Is texture fetch cached? texture fetch

I’m trying to understand how texture cache helps perf. I wrote a kernel like this:

texfetch(tex, x); //warm up the cache

start = clock();
value = __int_as_float(start) - texfetch(tex, x); //create dependency on start
ivalue = __float_as_int(value);
end = ivalue - clock(); //create dependency on value
latency[tid] = (ivalue - end) - start;

When I print the latency at the host side, it reports 200-300 cycles. Suppose the second texfetch has a cache hit and the register RAW latency/conversion latency should be <100 cycles, why does the second texfetch still take so long?

Thanks in advance!

Two things to check:

  1. check the .ptx if the compiler has actually done two texfetches and has not optimized away one because of same texcoord

  2. check how many cycles are spent between cache warming and the first clock(). Might be that you run into the clock() before the cache is even filled from dev mem


Thanks! Peter.

For 1. I did check the .ptx, and two fetches are both there (I found CUDA compiler does not optimize away memory access, including tex fetch, like normal compiler does).

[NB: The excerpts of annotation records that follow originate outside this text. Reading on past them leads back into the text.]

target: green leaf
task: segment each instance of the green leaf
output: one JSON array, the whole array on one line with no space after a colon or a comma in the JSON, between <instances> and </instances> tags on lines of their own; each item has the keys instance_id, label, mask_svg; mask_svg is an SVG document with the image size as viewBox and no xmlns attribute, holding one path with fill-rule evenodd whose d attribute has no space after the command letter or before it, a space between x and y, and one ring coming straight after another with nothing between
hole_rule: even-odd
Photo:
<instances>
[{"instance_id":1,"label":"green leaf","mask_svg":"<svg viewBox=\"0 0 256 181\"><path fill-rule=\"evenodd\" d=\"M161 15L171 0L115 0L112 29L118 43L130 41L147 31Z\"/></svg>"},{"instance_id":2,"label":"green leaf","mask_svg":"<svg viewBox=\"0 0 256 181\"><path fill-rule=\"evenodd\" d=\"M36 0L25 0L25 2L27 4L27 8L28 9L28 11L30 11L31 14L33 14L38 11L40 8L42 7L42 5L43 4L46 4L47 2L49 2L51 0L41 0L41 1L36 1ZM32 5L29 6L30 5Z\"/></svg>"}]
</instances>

For 2. I deliberately insert some code to use the fetched result of the first fetch, which guarantees the cache is filled before running into the clock(). The first fetch takes more than 1700 cycles.

CUDA doc says constant cache is as fast as registers. How fast is the texture cache? Though texture cache is said to be same big as constant cache, it should be very different in structure (e.g. for 2D spatial locality).

I have also experienced strange timings with clock(). I think the main reason is that the assembler that does the .cubin moves instructions around. In some situations I got more stable timings when creating a dependency like you did and forcing a sync just before taking the first clock(). I don’t know the assembler implementation but I think it might move the start = clock() statement up in the code because it doesn’t depend on the texfetch (only “value” depends on it) thus giving wrong results. The sync seems to inhibit this.

Comments from NVIDIA ?


The compiler is careful not to move the clock instruction around. If you suspect the strange timings might be a bug, please, file a bug report with the code and we’ll take a look.

Remember that clock() measures wall-clock time, so if you want to figure out texture latency for example, the best is to run only one warp (one block of 32 threads) and do the texfetch for thread 0 only.


Also, to get real cache benefit, you need to use a 2D texture allocated with cudaMallocArray.